Une autre crainte touche au rôle de l’IA. En juil­let 2015, une let­tre ouverte sur les armes autonomes1 signée par des chercheurs en robo­t­ique et en IA, mais aus­si par l’astrophysicien Stephen Hawkins et les entre­pre­neurs Elon Musk et Steve Woz­ni­ak, s’en inquié­tait : « nous pour­rions, un jour, per­dre le con­trôle des sys­tèmes d’IA par l’as­cen­sion d’une super intel­li­gence qui n’a­gi­rait pas en con­for­mité avec les désirs de l’humanité ».

Plus con­crète­ment existe le risque d’une perte de con­trôle : en 2020, d’après un rap­port de l’ONU, un drone en Libye aurait tué sa cible sans « ordre direct » 2.

Cela soulève des ques­tions tech­niques : com­ment éviter de per­dre le con­trôle ou de voir faire pirater les sys­tèmes, et des ques­tions de fond : les robots mil­i­taires autonomes doivent-ils être inter­dits ? Si oui, com­ment définir pré­cisé­ment le mot « autonome » ? Dans le cas con­traire, com­ment répar­tir la respon­s­abil­ité en cas de mau­vaise util­i­sa­tion ou de dysfonctionnement ?

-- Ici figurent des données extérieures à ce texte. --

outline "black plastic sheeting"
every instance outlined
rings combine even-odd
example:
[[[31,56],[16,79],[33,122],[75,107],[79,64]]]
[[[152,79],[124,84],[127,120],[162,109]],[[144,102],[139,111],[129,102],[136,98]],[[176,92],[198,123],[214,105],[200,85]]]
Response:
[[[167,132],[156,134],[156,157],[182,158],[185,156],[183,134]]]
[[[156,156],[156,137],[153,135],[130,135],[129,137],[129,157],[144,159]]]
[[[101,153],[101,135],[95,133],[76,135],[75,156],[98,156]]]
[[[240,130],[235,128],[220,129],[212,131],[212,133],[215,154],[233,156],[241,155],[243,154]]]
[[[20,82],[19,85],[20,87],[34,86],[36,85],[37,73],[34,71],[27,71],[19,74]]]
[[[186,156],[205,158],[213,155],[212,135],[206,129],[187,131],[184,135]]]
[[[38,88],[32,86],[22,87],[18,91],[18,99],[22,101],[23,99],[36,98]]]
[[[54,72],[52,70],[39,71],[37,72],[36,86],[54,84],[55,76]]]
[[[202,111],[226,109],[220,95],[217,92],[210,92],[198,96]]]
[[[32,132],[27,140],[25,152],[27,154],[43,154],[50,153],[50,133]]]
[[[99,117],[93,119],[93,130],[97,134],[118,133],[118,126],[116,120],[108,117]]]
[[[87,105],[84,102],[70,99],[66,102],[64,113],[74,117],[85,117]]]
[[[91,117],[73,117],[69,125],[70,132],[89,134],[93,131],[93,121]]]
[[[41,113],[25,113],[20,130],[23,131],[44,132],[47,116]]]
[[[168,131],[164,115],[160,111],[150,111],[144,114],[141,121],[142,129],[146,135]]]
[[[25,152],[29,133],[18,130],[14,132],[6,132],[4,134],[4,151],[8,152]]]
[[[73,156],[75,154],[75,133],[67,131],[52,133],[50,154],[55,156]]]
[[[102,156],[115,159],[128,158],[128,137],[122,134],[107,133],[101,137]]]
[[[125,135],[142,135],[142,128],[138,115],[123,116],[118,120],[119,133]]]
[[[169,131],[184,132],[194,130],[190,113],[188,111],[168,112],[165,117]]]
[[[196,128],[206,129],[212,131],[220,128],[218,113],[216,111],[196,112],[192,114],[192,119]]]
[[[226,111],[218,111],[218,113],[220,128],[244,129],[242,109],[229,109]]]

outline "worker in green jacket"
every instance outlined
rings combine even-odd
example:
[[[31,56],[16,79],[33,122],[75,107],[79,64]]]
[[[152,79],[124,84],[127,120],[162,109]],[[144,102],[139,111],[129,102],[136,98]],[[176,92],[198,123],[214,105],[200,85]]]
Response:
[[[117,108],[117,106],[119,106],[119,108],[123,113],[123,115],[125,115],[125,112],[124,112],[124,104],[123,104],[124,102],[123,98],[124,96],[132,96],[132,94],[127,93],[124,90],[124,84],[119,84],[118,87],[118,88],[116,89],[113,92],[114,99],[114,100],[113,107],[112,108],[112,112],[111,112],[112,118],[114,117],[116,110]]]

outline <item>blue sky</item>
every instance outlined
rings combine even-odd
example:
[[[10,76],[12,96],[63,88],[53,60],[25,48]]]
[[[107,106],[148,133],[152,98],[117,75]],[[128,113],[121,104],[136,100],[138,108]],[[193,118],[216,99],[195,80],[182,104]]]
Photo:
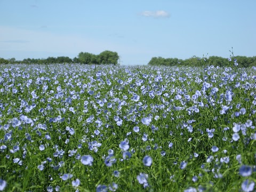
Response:
[[[0,0],[0,57],[256,55],[256,1]]]

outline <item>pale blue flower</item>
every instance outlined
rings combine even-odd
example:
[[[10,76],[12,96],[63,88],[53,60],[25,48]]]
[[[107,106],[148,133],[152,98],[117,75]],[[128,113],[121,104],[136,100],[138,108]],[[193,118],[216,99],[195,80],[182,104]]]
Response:
[[[244,114],[245,114],[245,113],[246,113],[246,110],[245,109],[245,108],[241,108],[241,109],[240,109],[240,114],[241,114],[244,115]]]
[[[188,164],[188,163],[187,163],[186,161],[183,161],[183,162],[180,163],[180,168],[181,169],[183,170],[183,169],[186,168],[187,164]]]
[[[99,185],[97,187],[96,187],[96,192],[107,192],[108,189],[108,187],[106,185]]]
[[[60,178],[62,179],[63,181],[66,181],[68,179],[71,179],[73,177],[72,174],[64,174],[62,176],[60,177]]]
[[[39,146],[39,150],[41,151],[43,151],[45,149],[45,147],[44,147],[44,146],[43,145],[41,145],[40,146]]]
[[[133,127],[133,131],[135,132],[135,133],[138,133],[138,132],[140,131],[140,127],[138,126],[135,126]]]
[[[217,152],[219,150],[219,148],[217,146],[212,146],[212,151],[213,153]]]
[[[242,165],[239,169],[239,174],[243,177],[248,177],[252,174],[252,169],[251,166]]]
[[[184,190],[184,192],[197,192],[197,190],[194,187],[190,187],[187,189]]]
[[[112,165],[116,162],[116,159],[113,154],[109,155],[104,161],[104,163],[107,166],[111,166]]]
[[[143,134],[143,136],[142,136],[142,141],[145,142],[147,140],[148,140],[148,135],[147,134],[146,134],[145,133],[144,133]]]
[[[132,155],[129,151],[125,151],[123,153],[123,158],[124,159],[129,159],[131,158]]]
[[[233,128],[233,131],[235,133],[237,133],[239,131],[241,130],[241,126],[240,125],[235,123],[234,125]]]
[[[143,158],[142,162],[144,165],[150,166],[152,165],[152,158],[148,155],[146,155]]]
[[[39,170],[39,171],[43,171],[44,169],[44,165],[39,165],[38,166],[37,166],[37,169]]]
[[[141,123],[146,125],[149,125],[151,121],[151,119],[150,117],[143,117],[141,119]]]
[[[72,186],[73,187],[77,187],[80,185],[80,180],[78,179],[76,179],[75,180],[72,181]]]
[[[148,186],[148,175],[145,173],[140,173],[139,175],[137,175],[137,180],[139,183],[143,185],[144,187]]]
[[[113,175],[116,177],[119,177],[120,175],[120,172],[118,171],[114,171]]]
[[[19,158],[15,158],[13,159],[13,163],[18,163],[19,161],[20,161],[20,159]]]
[[[124,151],[126,151],[129,149],[130,146],[129,145],[129,141],[127,139],[125,139],[124,141],[121,141],[119,145],[120,149]]]
[[[240,139],[240,136],[239,136],[238,133],[234,133],[232,136],[232,139],[235,141],[237,141],[238,139]]]
[[[83,165],[92,166],[93,157],[90,155],[84,155],[82,156],[81,161]]]
[[[242,183],[242,189],[245,192],[252,191],[254,188],[254,182],[246,179]]]
[[[207,157],[206,162],[207,163],[211,163],[214,159],[213,156],[210,156]]]
[[[108,186],[108,189],[111,191],[115,191],[118,188],[118,186],[117,185],[117,184],[116,184],[114,182]]]
[[[3,191],[4,188],[6,187],[6,181],[0,179],[0,191]]]

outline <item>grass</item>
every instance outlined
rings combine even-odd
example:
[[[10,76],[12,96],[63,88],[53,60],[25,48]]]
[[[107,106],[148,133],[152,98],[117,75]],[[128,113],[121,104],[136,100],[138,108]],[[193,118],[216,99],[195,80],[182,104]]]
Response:
[[[1,66],[0,190],[252,191],[255,70]]]

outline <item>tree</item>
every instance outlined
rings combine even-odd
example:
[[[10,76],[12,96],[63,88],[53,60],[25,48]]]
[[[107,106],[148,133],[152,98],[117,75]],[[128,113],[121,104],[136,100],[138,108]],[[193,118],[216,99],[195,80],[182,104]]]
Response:
[[[9,61],[9,62],[11,63],[13,63],[15,62],[15,61],[16,60],[14,58],[11,58],[11,59],[9,59],[8,60]]]
[[[7,60],[0,58],[0,64],[8,64],[10,62]]]
[[[105,51],[100,53],[98,58],[100,64],[117,65],[119,56],[116,52]]]
[[[93,54],[87,52],[80,52],[78,54],[78,60],[79,62],[84,64],[94,64],[92,63]]]

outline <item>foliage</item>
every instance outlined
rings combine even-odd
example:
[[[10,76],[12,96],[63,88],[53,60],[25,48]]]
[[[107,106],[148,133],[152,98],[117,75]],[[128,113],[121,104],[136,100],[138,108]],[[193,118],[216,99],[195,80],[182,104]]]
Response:
[[[255,190],[255,71],[0,66],[0,190]]]
[[[232,52],[233,53],[233,52]],[[231,57],[231,55],[230,55]],[[232,57],[234,58],[234,54]],[[256,66],[256,56],[246,57],[245,56],[236,56],[238,67],[248,67]],[[148,63],[150,66],[209,66],[213,65],[219,67],[229,66],[228,58],[223,58],[218,56],[210,56],[208,58],[203,56],[199,58],[195,55],[185,60],[177,58],[163,58],[162,57],[153,57]]]

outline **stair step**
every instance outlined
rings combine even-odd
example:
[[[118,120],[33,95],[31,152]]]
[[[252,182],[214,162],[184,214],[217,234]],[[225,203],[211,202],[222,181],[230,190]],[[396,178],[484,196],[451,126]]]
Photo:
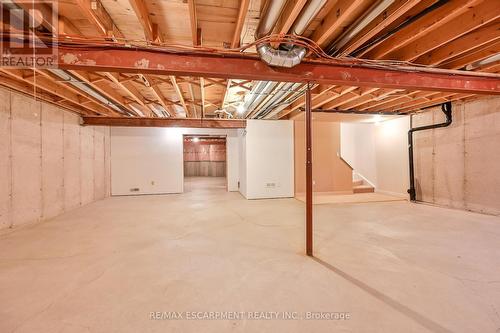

On peut soutenir, pour­tant, que la tech­nolo­gie pour­rait poten­tielle­ment sauver des vies en évi­tant les pertes civiles, ou en met­tant fin aux guer­res plus rapidement.

Christof Heyns, rap­por­teur spé­cial de l’ONU jusqu’en 2016, a plaidé vigoureuse­ment pour un mora­toire sur le développe­ment de ces sys­tèmes. Sa crainte était de voir les États se lancer dans une course aux arme­ments, avec un « coût d’entrée » beau­coup plus faible que pour l’arme nucléaire : des États voy­ous ou des organ­i­sa­tions crim­inelles pour­raient s’équiper. Mais cette course a com­mencé. Les futurs débats (entre États) risquent de ne plus con­cern­er l’ex­is­tence de ces sys­tèmes, mais plutôt les règles d’engagement.